Closed jmerrifield closed 6 years ago

jmerrifield commented 6 years ago

I work on a large non-Ember app making extensive use of Emblem templates. We're currently trying to upgrade from 0.4.0 to current but have encountered what seems to be a breaking change that I don't see mentioned in the CHANGELOG.

Given this Emblem template: input type="text" placeholder=placeholder, and the value "multiple words" for placeholder, under 0.4.0 the eventual value for placeholder would be wrapped in quotes:

<!-- Output from Emblem 0.4.0 -->
<input type="text" placeholder="multiple words" />

The newest version, however, results in an unquoted attribute value and broken markup:

<!-- Output from Emblem 0.9.0 -->
<input type="text" placeholder=multiple words>

Is this intentional?
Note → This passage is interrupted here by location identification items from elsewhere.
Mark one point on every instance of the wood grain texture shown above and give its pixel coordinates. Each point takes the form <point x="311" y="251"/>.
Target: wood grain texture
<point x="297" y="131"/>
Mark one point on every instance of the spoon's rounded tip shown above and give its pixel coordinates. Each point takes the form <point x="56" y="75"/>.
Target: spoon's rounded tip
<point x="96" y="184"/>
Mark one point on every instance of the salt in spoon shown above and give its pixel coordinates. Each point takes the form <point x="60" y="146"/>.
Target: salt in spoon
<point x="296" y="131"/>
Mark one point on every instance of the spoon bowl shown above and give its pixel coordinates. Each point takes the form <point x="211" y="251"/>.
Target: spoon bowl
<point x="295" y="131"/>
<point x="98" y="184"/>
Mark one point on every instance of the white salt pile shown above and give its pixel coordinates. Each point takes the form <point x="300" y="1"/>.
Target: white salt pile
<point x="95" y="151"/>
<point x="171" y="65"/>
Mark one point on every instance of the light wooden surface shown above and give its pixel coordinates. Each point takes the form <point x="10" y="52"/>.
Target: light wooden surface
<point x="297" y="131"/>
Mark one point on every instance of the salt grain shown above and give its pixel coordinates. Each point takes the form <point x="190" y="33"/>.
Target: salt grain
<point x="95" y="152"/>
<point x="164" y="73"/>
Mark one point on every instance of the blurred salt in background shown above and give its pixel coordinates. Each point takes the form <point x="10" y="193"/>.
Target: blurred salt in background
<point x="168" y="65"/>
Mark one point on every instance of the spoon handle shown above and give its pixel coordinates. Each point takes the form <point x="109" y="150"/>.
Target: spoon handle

Are we now meant to use something like attr="{{ variable }}" instead?

Converting ~14k lines of Emblem to use a different attribute assignment syntax would be prohibitive for us. Would you consider a PR that restored the previous behavior? It looks like adding opening and closing quotes to this line in template-compiler.js would have the desired effect.

thec0keman commented 6 years ago

Emblem 0.5 changed from outputting compiled Ember templates to just outputting raw handlebars at compile time (e.g. with ember-cli). This has a huge advantage as it decouples Emblem from the internal changes Ember has been making with HTMLBars / Glimmer, and allows Emblem just to function as a preprocessor (sort of like a coffeescript addon). It also has an advantage for debugging these kinds of issues: if you can prove that a raw handlebars works as you intend with Ember, then it is rather simple to debug what Emblem is doing or not doing.

For example:

= input type="text" placeholder=placeholder

Compiles to:

{{input type="text" placeholder=placeholder}}

example

The latter is valid handlebars syntax for Ember 2.x, and given a variable 'multiple values', Ember should properly render that string with proper quoting.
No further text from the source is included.